来期の会社予想は売上高こそ減りますが、営業利益・純利益ともにプラスと会社は予想しています。

たらればの話にはなりますが、もし資金繰りに目途がついて生き残っていけたらば利益が出た可能性はあるワケです。

しかし銀行は会社予想を信用しなかった(もしくは与信枠一杯に借りてしまっていた)ので、お金を貸してくれず倒産ということになっています。

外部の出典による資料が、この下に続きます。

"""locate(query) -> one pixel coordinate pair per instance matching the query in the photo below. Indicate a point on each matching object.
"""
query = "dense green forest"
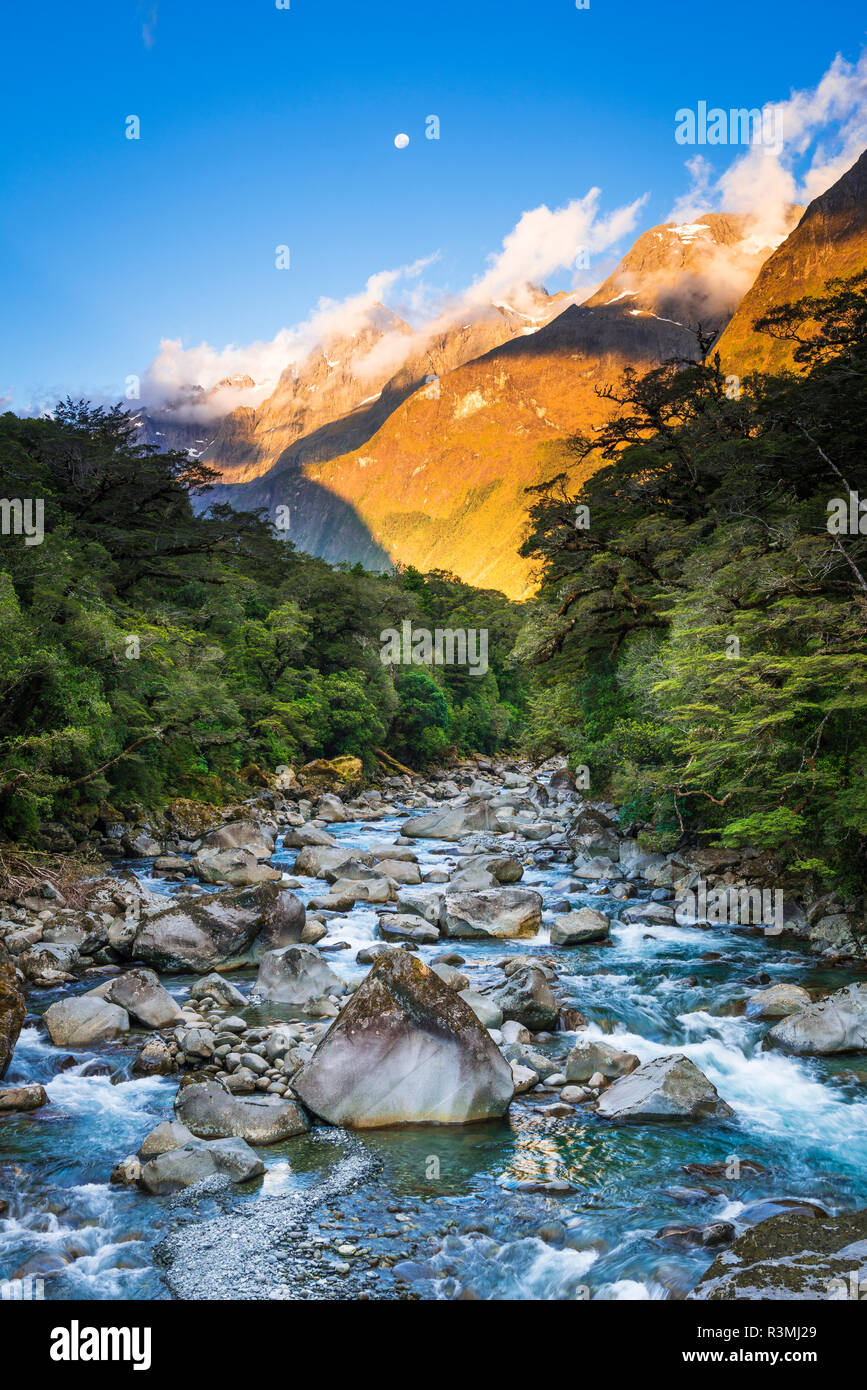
(150, 652)
(700, 637)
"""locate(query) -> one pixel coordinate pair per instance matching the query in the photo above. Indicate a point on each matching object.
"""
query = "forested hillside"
(702, 628)
(150, 652)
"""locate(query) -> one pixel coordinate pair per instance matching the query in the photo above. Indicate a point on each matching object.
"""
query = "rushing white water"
(653, 988)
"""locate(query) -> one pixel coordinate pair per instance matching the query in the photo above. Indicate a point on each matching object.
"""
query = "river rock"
(331, 809)
(49, 963)
(296, 976)
(163, 1139)
(484, 1007)
(22, 1098)
(423, 902)
(329, 863)
(181, 1168)
(575, 927)
(228, 929)
(242, 834)
(354, 890)
(505, 868)
(450, 976)
(777, 1002)
(495, 912)
(453, 822)
(239, 868)
(406, 1050)
(13, 1011)
(154, 1059)
(399, 926)
(527, 998)
(791, 1258)
(85, 1019)
(218, 988)
(598, 868)
(591, 1055)
(471, 880)
(210, 1112)
(667, 1089)
(139, 991)
(298, 837)
(835, 1025)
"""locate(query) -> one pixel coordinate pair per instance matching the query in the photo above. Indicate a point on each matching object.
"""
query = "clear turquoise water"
(805, 1121)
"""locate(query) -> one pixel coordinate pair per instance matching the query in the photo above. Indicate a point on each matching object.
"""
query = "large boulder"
(527, 998)
(85, 1019)
(296, 837)
(221, 930)
(493, 912)
(139, 991)
(423, 902)
(592, 1055)
(325, 862)
(666, 1089)
(47, 963)
(575, 929)
(505, 868)
(13, 1011)
(406, 1050)
(242, 834)
(777, 1002)
(296, 976)
(791, 1258)
(239, 868)
(359, 890)
(453, 822)
(218, 988)
(210, 1112)
(835, 1025)
(22, 1097)
(329, 773)
(403, 926)
(181, 1168)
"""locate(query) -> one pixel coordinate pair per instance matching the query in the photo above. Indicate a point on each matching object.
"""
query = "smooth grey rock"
(210, 1112)
(181, 1168)
(495, 912)
(296, 976)
(591, 1055)
(406, 1050)
(577, 927)
(527, 998)
(835, 1025)
(666, 1089)
(85, 1019)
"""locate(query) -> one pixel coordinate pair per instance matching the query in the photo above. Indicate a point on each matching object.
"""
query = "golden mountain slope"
(828, 242)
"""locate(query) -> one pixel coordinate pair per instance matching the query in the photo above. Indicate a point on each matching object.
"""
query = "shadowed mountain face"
(398, 446)
(441, 484)
(828, 242)
(694, 273)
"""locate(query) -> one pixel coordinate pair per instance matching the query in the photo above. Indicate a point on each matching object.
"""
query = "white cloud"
(542, 243)
(823, 131)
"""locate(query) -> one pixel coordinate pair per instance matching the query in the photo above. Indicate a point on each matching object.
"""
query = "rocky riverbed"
(445, 1037)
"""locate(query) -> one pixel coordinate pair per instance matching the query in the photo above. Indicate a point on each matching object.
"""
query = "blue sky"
(263, 127)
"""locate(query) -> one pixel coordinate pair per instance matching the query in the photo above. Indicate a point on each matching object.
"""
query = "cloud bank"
(824, 129)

というのもここ1年間のうちにこの会社は「固定資産の減損(儲かると思って建てた設備が当初の想定より儲からなかったので、差額を損失として計上する会計処理)」による業績予想の大幅な下方修正を繰り返しており、決して会社予想の数値は信用に足るものではなかったのだと思います。

それでもわざわざ倒産させる必要はあったのか?

 

 

まとめると、

 

・業績は明らかな衰退傾向

・手元流動性はかなり厳しかった

・2016年~2017年にかけての身の丈を超えた設備投資が今になって影響してきた可能性が高い

・来期の予想は「黒字に回復」だったので助かる道はあったとは思うが、直近の度重なる業績の下方修正でイメージがかなり悪くなっていた可能性が高い

 

ということになります。

 

久しぶりのメジャーな会社の倒産でビックリしましたが、設備投資をしなければそれなりに利益は出ていたのではないかと思うので、「業績が悪くなり、資金繰りに行き詰まって倒産した」というより「ただ資金繰りに行き詰まって倒産した」という割とレアなケースなのではないかと思います。 

この会社よりもはるかに業績が悪い上場バイオベンチャーなどは山ほどあるのですが、それらとこの会社の違いは「手元流動性の多寡と、資金調達のし易さ」にあります。